The deal faced criticism for the possibility that it would result in a higher cost of services. Due to the market positioning of MTS as a fourth major wireless carrier in the region, the three major national carriers have historically offered lower prices in Manitoba to remain competitive. As such, with the removal of a competitor, there would no longer be an incentive to do so. A similar business climate exists in Saskatchewan, where the three national carriers must compete against the dominant, government-owned regional carrier SaskTel. A survey by the Angus Reid Institute found that 61% of those surveyed moderately or strongly disapproved of the deal.

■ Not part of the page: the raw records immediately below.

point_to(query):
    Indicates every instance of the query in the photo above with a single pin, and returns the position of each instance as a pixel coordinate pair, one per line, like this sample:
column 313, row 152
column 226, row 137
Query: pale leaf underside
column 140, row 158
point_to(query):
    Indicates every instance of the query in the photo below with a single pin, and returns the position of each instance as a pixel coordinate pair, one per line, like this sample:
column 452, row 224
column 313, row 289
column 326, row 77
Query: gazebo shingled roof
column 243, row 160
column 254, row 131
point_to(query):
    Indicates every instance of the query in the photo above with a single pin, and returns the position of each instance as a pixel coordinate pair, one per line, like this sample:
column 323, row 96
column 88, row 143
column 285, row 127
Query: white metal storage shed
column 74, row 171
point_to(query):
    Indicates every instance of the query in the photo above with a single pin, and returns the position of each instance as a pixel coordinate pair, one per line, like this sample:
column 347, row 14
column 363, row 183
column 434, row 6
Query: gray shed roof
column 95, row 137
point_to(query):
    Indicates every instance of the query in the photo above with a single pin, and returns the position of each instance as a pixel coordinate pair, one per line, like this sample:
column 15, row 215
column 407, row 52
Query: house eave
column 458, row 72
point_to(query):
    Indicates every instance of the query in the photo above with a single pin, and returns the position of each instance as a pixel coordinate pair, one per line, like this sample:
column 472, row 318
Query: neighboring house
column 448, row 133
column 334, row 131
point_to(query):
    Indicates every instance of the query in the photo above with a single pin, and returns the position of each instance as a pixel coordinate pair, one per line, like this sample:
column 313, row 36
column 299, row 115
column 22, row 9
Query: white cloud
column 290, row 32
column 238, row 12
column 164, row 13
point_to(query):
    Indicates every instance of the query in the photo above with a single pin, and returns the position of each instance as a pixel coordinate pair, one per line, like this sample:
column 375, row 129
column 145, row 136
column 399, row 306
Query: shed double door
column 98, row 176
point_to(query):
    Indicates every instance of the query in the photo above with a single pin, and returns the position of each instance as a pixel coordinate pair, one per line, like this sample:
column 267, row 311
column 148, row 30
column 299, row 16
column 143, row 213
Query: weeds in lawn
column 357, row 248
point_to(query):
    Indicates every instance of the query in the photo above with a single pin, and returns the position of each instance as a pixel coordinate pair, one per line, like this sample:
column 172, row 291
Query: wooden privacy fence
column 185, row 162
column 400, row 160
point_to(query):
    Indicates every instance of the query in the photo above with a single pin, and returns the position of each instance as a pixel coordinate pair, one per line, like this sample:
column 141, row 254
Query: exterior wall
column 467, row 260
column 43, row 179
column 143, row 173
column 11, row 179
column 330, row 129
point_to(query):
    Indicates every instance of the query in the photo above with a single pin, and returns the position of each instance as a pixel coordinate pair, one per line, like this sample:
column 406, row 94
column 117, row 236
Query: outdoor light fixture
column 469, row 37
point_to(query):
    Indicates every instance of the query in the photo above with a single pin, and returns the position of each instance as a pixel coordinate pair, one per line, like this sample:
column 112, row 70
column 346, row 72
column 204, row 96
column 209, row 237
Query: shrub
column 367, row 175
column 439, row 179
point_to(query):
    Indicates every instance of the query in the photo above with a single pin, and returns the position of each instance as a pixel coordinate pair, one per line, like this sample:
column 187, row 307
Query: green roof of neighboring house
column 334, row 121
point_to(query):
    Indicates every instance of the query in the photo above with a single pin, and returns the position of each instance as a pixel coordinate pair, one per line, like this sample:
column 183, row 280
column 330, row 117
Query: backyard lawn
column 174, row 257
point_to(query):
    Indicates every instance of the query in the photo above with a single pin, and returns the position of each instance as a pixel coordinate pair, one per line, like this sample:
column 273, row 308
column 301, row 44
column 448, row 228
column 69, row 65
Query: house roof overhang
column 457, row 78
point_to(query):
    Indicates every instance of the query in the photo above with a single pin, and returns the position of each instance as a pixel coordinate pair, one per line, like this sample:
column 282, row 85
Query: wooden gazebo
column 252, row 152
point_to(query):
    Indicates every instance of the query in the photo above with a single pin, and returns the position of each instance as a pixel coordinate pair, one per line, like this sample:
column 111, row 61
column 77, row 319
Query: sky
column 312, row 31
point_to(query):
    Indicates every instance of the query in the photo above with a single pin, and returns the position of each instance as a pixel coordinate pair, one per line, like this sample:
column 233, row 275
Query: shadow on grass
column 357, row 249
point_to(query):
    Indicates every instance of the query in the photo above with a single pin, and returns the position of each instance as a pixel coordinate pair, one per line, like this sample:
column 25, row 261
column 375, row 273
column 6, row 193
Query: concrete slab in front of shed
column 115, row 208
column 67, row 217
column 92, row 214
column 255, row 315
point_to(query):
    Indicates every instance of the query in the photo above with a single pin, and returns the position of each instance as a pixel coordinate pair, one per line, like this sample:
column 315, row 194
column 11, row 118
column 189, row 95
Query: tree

On December 20, 2016, the CRTC approved the sale of MTS's broadcast distribution undertakings to Bell. On February 15, 2017, the deal was approved by the Competition Bureau and Innovation, Science and Economic Development Canada. To relieve concerns over the reduction of wireless competition in Manitoba post-merger, Bell additionally agreed to divest 24,700 customers, 6 retail locations, and wireless spectrum to rural internet provider Xplornet so it may launch its own competing wireless business. Bell will provide Xplornet with "expedited access" to its towers for five years, as well as roaming and handset stock. This aspect of the deal will maintain the presence of four competing wireless providers in Manitoba, with the fourth being a new entrant to the market.

The acquisition closed on March 17, 2017; at this time, Dan McKeen (who led the integration of Bell Aliant into the company's national operations) was installed as the new head of the division, replacing the outgoing Jay Forbes. Along with the closure of the deal, Bell launched LTE service in Churchill, Manitoba. Bell stated that it intended to maintain MTS's existing wireless pricing structure for at least a year after the closure of the acquisition. Rates for all other Bell MTS services were raised in September 2017. The MTS Centre was renamed to Bell MTS Place on May 30, 2017, following Bell Canada’s acquisition of MTS.

In October 2018, Bell MTS began to integrate its wireless subscribers into the national Bell Mobility business.

In late August 2019, Bell MTS announced that it will no longer serve some rural communities with wireless Internet service via the "rural Internet program" because of a decrease in wholesale fees mandated by the CRTC.

On June 15, 2021, following the expiration of Bell MTS’ naming rights, True North Sports & Entertainment, the operator of Bell MTS Place, announced that the naming rights to the arena had been sold to Canada Life under a 10-year agreement.

==Facilities==
The administration offices are located at 333 Main St. in Winnipeg, in the former Bank of Montreal Building. The complex is now known as MTS Place.

The MTS Long Distance Gateway is located in the J. F. Mills Building on Corydon Avenue near what is locally known as Confusion Corner. One of its functions is to transmit local television signals from Winnipeg to retransmitters throughout the province. However, since 2011 MTS no longer transmits CBC television and Radio-Canada television signals by satellite and since it no longer performs this function for CTV as satellites and fibre-optic technologies have been replaced. Bell MTS is the former naming rights holder of a venue in Winnipeg, the Bell MTS Iceplex.

== Services ==
=== Fibe TV ===
Bell MTS operates an IPTV service, Bell MTS Fibe TV (formerly MTS Ultimate TV), which is available in Brandon, Carberry, Dauphin, Killarney, Minnedosa, Neepawa, Oakbank, Portage la Prairie, Selkirk, Steinbach, The Pas, Thompson, and Winnipeg. The service launched in 2009 and is based on Ericsson Mediaroom middleware. MTS Classic TV was the company's legacy digital television service; it was discontinued in 2015 due to its incompatibility with Alert Ready. The service was updated and rebranded as Fibe TV in November 2017 (unifying it with the Fibe TV-branded services it offers in the Atlantic and Ontario), adding new features such as "Restart".

===Cable TV===
Bell MTS also offers cable television service in Winnipeg, Carman, Holland, Manitou, Miami, Morris, Notre Dame de Lourdes, Plum Coulee, St. Claude, St. Jean Baptiste, Treherne, Altona, Brandon, Morden, and Winkler.